PEP 623: Remove wstr from Unicode object (#1462)

2020-06-25 20:16:25 +09:00 · 2020-06-25 20:16:25 +09:00 · 9ea076fbfb
parent fa90054ead
commit 9ea076fbfb
1 changed files with 172 additions and 0 deletions
--- a/pep-0623.rst
+++ b/pep-0623.rst
@ -0,0 +1,172 @@
+PEP: 623
+Title: Remove wstr from Unicode
+Author: Inada Naoki <songofacandy@gmail.com>
+Status: Draft
+Type: Standards Track
+Content-Type: text/x-rst
+Created: 25-Jun-2020
+Python-Version: 3.10
+
+
+Abstract
+========
+
+PEP 393 deprecated some unicode APIs, and introduced ``wchar_t *wstr``,
+and ``Py_ssize_t wstr_length`` in the Unicode structure to support
+these deprecated APIs. [1]_
+
+This PEP is planning removal of ``wstr``, and ``wstr_length`` with
+deprecated APIs using these members by Python 3.12.
+
+Deprecated APIs which doesn't use the members are out of scope because
+they can be removed independently.
+
+
+Motivation
+==========
+
+Memory usage
+------------
+
+``str`` is one of the most used types in Python. Even most simple ASCII
+strings have a ``wstr`` member. It consumes 8 bytes on 64bit systems.
+
+
+Runtime overhead
+----------------
+
+To support legacy Unicode object created by
+``PyUnicode_FromUnicode(NULL, length)``, many Unicode APIs has
+``PyUnicode_READY()`` check.
+
+When we drop support of legacy unicode object, We can reduce this
+overhead too.
+
+
+Simplicity
+----------
+
+Support of legacy Unicode object makes Unicode implementation complex.

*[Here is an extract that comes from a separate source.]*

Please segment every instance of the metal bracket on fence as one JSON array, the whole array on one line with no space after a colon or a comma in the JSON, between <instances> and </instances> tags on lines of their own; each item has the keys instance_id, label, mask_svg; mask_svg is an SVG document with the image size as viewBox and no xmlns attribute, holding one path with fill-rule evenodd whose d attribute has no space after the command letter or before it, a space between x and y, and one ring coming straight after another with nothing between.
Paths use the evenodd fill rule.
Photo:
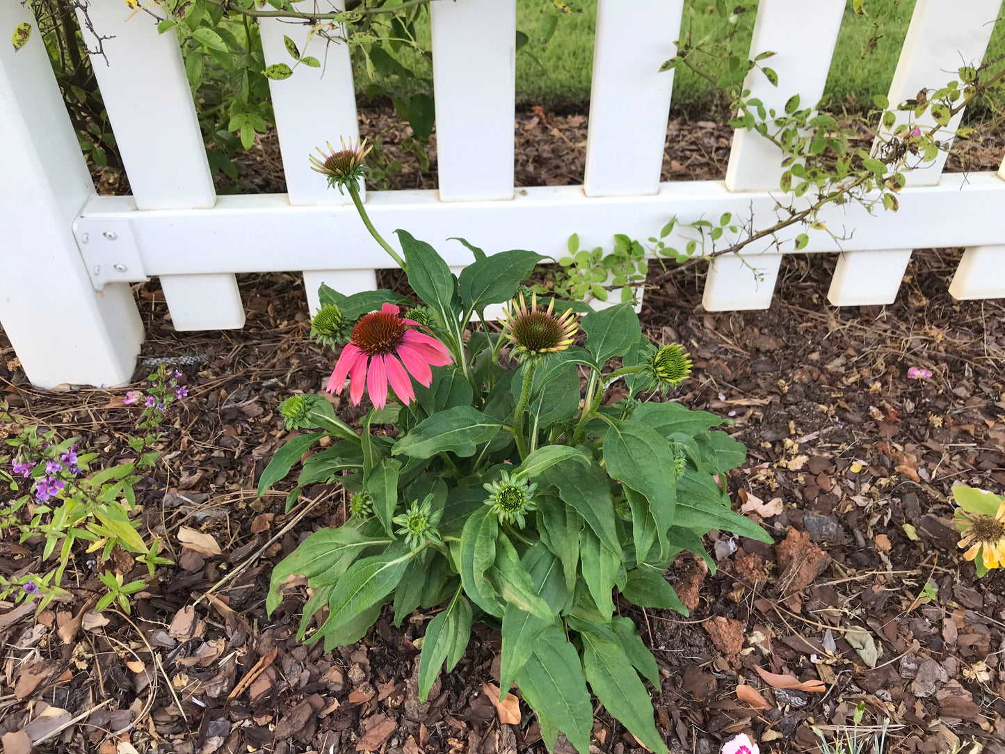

+Until we drop legacy Unicode object, it is very hard to try other
+Unicode implementation like UTF-8 based implementation in PyPy.
+
+
+Rationale
+=========
+
+Python 4.0 is not scheduled yet
+-------------------------------
+
+PEP 393 introduced efficient internal representation of Unicode and
+removed border between "narrow" and "wide" build of Python.
+
+PEP 393 was implemented in Python 3.3 which is released in 2012. Old
+APIs were deprecated since then, and the removal was scheduled in
+Python 4.0.
+
+Python 4.0 was expected as next version of Python 3.9 when PEP 393
+was accepted. But the next version of Python 3.9 is Python 3.10,
+not 4.0. This is why this PEP schedule the removal plan again.
+
+
+Python 2 reached EOL
+--------------------
+
+Since Python 2 didn't have PEP 393 Unicode implementation, legacy
+APIs might help C extensiom modules supporting both of Python 2 and 3.
+
+But Python 2 reached the EOL in 2020. We can remove legacy APIs kept
+for compatibility with Python 2.
+
+
+Plan
+====
+
+Python 3.9 (current)
+--------------------
+
+These macros and functions are marked as deprecated, using
+``Py_DEPRECATED`` macro.
+
+* ``Py_UNICODE_WSTR_LENGTH()``
+* ``PyUnicode_GET_SIZE()``
+* ``PyUnicode_GetSize()``
+* ``PyUnicode_GET_DATA_SIZE()``
+* ``PyUnicode_AS_UNICODE()``
+* ``PyUnicode_AS_DATA()``
+* ``PyUnicode_AsUnicode()``
+* ``_PyUnicode_AsUnicode()``
+* ``PyUnicode_AsUnicodeAndSize()``
+* ``PyUnicode_FromUnicode()``
+
+
+Python 3.10
+-----------
+
+* Following macros, enum members will be marked as deprecated.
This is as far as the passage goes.